原田泰『若者を見殺しにする日本経済』(ちくま新書 2013年)読了。
若者のために書かれた若者のための日本経済論、そして、提言の書、と言っていい本である。
いかに自分たちが現在の日本社会で不利な立場に置かれているか、そうした現状を打破するためにはどんなことが必要なのかがよく分かる。
本書では、社会保障を切り下げること、若者の格差を縮小すること、金融緩和政策を行うことなどいくつか処方箋を提示しており、すべて若者のため、日本のために必要な政策であるが、とりわけ興味を引き付けられたのが、教育をよくすること、である。

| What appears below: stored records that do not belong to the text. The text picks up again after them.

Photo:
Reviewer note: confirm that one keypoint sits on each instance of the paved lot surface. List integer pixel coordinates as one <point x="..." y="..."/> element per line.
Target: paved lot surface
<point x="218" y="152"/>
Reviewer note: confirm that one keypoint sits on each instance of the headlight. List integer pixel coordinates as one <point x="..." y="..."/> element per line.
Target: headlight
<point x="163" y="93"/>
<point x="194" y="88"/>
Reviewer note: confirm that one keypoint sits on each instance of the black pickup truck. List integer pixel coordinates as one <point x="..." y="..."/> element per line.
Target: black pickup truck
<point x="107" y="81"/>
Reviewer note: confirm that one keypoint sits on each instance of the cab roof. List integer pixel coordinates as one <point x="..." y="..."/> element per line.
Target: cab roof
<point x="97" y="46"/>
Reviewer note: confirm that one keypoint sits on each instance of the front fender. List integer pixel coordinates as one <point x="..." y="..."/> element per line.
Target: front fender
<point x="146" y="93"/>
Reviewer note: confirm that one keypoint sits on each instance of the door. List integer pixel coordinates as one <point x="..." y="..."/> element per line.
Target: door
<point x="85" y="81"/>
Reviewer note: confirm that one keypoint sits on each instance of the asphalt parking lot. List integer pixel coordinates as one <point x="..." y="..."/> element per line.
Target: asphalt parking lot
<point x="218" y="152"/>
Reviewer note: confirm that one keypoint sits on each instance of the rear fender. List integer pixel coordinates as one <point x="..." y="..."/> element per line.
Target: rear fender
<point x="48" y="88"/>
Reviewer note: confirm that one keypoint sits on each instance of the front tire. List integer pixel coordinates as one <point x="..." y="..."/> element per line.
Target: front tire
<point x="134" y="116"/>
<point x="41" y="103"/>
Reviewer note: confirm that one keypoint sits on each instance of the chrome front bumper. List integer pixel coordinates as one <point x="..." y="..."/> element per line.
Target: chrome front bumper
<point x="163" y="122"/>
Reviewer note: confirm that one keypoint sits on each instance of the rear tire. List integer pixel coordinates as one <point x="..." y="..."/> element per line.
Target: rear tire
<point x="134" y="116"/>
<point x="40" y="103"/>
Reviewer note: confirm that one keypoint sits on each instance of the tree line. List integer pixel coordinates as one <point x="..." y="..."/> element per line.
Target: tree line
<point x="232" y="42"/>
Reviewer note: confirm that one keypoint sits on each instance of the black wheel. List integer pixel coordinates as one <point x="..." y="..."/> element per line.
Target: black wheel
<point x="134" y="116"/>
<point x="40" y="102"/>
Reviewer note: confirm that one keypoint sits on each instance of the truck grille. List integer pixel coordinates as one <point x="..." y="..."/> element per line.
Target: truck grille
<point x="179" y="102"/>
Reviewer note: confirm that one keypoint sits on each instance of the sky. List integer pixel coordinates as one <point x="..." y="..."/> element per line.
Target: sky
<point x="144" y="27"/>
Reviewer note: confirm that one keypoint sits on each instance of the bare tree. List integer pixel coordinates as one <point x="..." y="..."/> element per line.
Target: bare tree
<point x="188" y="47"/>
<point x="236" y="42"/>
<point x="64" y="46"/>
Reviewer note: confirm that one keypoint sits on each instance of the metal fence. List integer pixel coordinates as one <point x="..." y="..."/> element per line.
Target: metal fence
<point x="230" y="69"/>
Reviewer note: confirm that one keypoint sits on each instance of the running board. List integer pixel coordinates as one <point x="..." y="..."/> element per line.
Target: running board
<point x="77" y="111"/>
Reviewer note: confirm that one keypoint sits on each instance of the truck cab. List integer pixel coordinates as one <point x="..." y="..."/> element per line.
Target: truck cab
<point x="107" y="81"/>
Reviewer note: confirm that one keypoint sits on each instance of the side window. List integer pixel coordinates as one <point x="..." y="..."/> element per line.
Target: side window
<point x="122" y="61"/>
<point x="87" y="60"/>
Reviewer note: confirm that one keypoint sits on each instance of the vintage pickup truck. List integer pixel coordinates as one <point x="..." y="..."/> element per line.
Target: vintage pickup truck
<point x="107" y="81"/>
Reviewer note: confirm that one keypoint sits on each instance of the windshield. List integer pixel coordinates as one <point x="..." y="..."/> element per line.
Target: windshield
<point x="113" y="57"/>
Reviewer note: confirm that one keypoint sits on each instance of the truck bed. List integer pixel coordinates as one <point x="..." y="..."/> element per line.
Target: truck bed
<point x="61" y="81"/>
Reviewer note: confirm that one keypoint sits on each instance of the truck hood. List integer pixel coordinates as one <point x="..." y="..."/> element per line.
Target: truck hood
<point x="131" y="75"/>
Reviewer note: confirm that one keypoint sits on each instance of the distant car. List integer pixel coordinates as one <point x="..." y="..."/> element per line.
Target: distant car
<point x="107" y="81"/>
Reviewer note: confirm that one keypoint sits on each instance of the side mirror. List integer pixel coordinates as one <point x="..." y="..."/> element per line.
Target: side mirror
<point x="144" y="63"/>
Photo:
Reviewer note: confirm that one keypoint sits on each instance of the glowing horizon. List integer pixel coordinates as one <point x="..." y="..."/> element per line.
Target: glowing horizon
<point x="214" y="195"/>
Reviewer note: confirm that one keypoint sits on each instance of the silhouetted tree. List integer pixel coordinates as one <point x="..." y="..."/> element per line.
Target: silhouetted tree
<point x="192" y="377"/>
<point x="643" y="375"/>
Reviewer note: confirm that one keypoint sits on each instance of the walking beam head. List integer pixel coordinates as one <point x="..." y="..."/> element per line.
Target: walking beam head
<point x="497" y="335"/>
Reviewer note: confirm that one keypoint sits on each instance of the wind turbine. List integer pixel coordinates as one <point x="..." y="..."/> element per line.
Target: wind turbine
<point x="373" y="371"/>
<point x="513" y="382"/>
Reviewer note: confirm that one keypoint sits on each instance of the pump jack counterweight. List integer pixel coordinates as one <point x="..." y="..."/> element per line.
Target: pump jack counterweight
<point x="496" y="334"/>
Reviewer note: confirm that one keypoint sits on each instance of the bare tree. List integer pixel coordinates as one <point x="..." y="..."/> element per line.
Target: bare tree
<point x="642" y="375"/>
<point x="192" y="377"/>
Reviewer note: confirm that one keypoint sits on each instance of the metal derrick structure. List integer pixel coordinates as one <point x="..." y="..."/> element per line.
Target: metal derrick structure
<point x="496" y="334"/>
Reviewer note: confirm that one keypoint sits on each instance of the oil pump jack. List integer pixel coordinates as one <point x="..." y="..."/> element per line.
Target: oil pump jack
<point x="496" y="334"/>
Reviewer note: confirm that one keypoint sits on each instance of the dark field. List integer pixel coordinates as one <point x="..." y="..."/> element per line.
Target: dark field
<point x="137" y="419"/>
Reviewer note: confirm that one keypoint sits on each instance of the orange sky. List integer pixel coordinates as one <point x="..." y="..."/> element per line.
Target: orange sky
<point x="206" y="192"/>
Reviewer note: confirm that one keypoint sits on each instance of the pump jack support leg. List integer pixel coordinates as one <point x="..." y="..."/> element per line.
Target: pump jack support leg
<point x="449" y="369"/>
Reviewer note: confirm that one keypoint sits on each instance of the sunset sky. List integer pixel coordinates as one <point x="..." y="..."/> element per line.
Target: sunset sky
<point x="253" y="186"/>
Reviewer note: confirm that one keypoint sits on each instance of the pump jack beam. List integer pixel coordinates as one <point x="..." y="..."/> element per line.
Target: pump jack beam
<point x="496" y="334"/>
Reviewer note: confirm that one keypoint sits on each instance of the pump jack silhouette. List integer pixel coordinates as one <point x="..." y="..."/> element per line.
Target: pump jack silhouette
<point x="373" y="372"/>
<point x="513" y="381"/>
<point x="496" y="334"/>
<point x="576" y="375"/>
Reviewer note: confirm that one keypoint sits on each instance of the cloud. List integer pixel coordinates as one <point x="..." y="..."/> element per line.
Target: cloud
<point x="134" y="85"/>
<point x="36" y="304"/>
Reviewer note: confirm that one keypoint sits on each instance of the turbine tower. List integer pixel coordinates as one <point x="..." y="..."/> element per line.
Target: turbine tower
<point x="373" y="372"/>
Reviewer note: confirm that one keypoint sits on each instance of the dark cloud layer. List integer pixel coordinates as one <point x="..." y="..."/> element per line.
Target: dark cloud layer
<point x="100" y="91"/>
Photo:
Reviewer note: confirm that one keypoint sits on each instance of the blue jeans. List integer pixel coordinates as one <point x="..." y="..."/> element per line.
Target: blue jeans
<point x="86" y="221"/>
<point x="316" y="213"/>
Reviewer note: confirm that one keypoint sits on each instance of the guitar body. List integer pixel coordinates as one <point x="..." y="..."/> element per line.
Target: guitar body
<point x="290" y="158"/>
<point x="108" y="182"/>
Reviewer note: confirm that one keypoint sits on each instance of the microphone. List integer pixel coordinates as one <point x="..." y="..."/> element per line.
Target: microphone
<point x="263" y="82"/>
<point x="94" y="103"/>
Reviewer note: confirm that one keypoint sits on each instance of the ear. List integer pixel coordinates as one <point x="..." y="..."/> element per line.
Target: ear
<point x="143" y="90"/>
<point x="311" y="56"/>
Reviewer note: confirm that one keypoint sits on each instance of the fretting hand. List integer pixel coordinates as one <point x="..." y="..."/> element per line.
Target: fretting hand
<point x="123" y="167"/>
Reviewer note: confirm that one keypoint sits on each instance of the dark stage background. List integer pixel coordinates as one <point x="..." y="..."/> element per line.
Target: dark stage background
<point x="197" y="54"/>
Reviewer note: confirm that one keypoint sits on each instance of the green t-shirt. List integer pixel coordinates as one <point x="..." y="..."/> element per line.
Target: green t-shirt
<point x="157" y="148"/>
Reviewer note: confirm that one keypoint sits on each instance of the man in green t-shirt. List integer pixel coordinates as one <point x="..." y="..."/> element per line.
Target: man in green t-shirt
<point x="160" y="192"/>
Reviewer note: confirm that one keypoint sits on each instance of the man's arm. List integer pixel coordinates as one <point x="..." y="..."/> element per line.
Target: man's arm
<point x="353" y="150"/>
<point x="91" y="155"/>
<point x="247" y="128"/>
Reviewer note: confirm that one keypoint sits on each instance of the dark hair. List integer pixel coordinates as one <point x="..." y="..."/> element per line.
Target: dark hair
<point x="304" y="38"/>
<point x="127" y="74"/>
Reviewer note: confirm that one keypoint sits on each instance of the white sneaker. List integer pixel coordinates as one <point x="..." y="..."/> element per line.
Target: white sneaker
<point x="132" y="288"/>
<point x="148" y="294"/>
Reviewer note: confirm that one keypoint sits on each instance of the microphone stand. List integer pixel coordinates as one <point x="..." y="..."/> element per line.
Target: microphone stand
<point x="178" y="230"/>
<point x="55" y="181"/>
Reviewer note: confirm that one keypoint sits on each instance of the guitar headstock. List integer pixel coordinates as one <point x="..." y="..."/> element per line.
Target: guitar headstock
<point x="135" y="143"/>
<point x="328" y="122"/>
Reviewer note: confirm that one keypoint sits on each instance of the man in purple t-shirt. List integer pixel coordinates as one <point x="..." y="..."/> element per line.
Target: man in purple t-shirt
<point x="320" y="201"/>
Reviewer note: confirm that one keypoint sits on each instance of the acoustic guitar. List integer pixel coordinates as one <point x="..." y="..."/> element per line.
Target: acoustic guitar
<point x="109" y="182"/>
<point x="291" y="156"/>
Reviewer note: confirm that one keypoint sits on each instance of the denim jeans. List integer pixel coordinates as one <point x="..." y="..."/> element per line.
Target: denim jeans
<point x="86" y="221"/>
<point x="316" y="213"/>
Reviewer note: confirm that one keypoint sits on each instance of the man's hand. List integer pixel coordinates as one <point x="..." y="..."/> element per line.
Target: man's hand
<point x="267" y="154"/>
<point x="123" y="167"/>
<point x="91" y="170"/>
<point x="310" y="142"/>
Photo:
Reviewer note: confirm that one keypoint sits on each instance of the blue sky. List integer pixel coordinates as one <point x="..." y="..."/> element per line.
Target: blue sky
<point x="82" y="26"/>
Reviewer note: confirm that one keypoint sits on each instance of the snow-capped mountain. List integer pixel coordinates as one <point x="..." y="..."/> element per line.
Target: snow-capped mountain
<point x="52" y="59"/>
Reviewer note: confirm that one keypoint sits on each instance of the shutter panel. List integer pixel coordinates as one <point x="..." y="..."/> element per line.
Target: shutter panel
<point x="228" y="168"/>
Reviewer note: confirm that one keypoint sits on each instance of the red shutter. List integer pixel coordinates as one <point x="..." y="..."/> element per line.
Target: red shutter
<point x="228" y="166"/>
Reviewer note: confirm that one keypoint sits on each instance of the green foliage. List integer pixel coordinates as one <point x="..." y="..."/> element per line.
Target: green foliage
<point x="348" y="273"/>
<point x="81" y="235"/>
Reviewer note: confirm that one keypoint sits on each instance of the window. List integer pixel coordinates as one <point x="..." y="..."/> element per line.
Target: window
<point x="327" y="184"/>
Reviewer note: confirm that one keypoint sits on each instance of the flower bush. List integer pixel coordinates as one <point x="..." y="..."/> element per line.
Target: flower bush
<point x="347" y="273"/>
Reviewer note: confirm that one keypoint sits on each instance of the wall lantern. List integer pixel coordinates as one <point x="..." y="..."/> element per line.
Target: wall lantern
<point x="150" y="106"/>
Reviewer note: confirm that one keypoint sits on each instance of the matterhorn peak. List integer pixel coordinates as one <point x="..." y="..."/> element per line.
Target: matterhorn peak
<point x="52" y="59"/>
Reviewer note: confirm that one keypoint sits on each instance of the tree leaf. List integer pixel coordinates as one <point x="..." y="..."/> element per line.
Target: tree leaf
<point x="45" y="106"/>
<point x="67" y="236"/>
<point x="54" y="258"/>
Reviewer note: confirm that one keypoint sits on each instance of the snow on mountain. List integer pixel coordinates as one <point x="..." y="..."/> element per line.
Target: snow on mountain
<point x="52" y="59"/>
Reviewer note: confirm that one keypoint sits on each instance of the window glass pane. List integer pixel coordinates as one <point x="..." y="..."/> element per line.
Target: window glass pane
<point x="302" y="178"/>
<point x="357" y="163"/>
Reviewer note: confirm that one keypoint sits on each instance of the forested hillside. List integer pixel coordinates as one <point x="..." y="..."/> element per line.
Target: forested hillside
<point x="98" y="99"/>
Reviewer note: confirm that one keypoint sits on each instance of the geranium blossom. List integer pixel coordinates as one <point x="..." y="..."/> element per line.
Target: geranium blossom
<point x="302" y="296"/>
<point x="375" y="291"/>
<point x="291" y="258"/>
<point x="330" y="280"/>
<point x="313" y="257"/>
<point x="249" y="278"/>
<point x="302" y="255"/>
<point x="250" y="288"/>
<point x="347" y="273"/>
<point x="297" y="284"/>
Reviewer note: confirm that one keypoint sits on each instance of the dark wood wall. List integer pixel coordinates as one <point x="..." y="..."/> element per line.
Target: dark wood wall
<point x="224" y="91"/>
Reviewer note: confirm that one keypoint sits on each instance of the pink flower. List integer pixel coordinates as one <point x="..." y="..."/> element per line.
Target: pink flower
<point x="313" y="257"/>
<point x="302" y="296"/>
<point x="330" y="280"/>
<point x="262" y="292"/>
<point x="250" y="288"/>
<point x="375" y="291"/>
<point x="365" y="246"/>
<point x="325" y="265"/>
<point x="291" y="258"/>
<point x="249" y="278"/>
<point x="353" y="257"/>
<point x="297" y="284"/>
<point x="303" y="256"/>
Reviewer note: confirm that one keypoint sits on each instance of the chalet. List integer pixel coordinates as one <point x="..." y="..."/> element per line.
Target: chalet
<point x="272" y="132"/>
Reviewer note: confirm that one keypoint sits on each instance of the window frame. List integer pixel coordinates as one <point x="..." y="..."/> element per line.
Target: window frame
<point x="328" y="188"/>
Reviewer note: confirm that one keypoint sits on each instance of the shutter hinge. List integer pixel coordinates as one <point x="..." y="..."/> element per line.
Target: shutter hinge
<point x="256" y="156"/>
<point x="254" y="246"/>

いじめ問題についても取り上げられており、それも含めて現在の日本の教育の問題を指摘している。
本筋から外れるのでこれ以上踏み込まないが、いずれにしても「いじめ」と呼ばれる行為については、「いじめ」などとぼかさず、はっきり犯罪として法の下に裁かなければならない。
「教育をよくするには、大人の事なかれ主義を排することが必要である。教育は社会の求めていることに耳を傾けるとともに、真実を探求しなければならない。力を持つ人々が何を言ってほしいかを探ることではなく、何が真実かを探求することが社会を前進させる。それが若者のためであり、未来を拓くことにもなる」(p236)
国の未来は若者が作る。その若者をきちんと教育できない、そしてみすみす「殺して」しまう国家に未来はない。
若者にも是非読んでもらいたいし、私自身、後進の育成をきちんと行わなければ、と改めて思わされた1冊である。